Je me souviens du temps où encore enfants, avec eux nous allions préparer la rentrée des classes. Les ardoises et les cartables, les habits chauds pour l'hiver et s'inscrire à quelques activités. Je me souviens combien il fallait aussi s'activer pour faire rentrer dans la journée tout ce qui devait être fait.
Quand ils étaient petits, il fallait bien calculer son temps afin de tout boucler. Et puis ils ont grandis, ce fut le collège avec ses exigences, ses difficultés. Les maths en particulier ! combien de crises passées sur un problème que la logique enfantine ne pouvait appréhender.  Combien  encore de colères pour un devoir non fait. Quand vint le temps du lycée, ce fut pour le grand, le temps du premier exil. Je me souviens de notre première vraie séparation. J'avais dû le rassurer sur son nouveau statut de pensionnaire, moi qui avais tant souffert du mien, quand c'était mon tour de quitter le foyer !  Je me souviens combien j'aimais nos discussions, dans la voiture, tout le long du trajet, combien j'étais meurtrie quand je repartais après l'avoir laissé, si seule, tellement désemparée. La même solitude que celle éprouvée quand mon père me quittait le dimanche soir au dortoir des petits exilés, dans ce pensionnat de campagne où la directrice, une femme névrosée allait s'acharner sur nous et nous infliger les pires humiliations qu'un enfant ait à supporter... 

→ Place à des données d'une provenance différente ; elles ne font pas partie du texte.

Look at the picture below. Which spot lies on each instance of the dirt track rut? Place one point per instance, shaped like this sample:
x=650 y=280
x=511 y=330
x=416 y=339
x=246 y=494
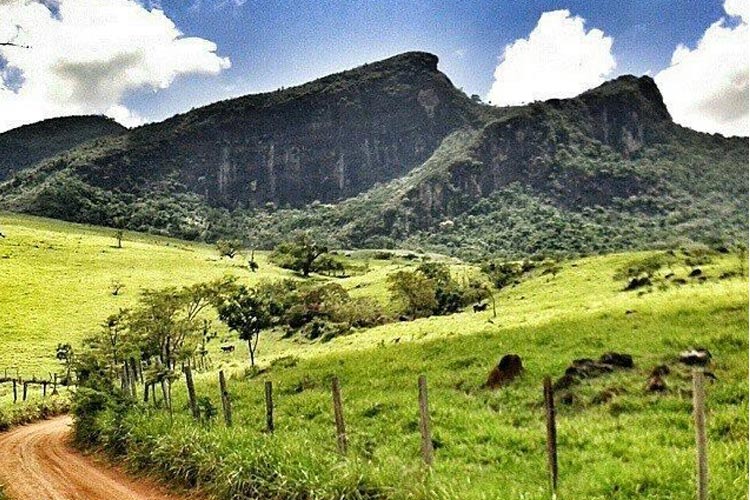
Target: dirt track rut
x=37 y=462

Aujourd'hui les jours sont trop longs. Il me manque à moi quelques tâches pour finir la journée. Oh je pourrais bien m'occuper à faire du ménage, ranger les objets qui ne serviront plus avant une bonne année. Il y a bien encore assez de choses que j'ai négligées. 

Mais ne vous en déplaise, laissons tout ça de côté. Aujourd'hui j'ai envie de voir ceux que j'aime, le leur dire, vivre avec eux encore plein de belles journées. Quand demain ils seront arrivés, je les questionnerai sur leur séjour, sur leurs activités. Je prendrai des nouvelles des gens qu'ils ont croisés. Ils me montreront leurs photos et nous nous extasierons sur leur beauté. Nous choisirons les plus belles et peut être nous ferons un album qu'on aura plaisir à regarder. Ils me parleront  de la mer, des balades que je n'ai pas encore faites et aussi de celles que je connais. Nous partagerons ensemble ce temps qui m'a manqué. Je ne leur dirais pas combien  je suis contente qu'ils aient pu réaliser ensemble quelques projets, ni si la séparation, quoique nécessaire, m'a un peu désorientée.   Mais celle là ne fut rien, je ressens déjà la déchirure qui dimanche après le repas de midi me sera infligée. Je ressens déjà monter en moi l'angoisse d'attendre le coup de fil qui me dira "je suis bien arrivé". Alors en attendant, je vais imaginer pour eux, le plus beau des étés.

2 commentaires:

  1. Voir les enfants grandir, c'est aussi se voir vieillir.
    Voir les enfants partir, c'est aussi se voir seule face à soi.
    Il y aura encore d'autres souvenirs à créé, et encore d'autres nostalgies à ressentir...
    Mais en attendant, comme tu dis... C'est le présent qui compte pour vivre et savourer les moments passés avec eux...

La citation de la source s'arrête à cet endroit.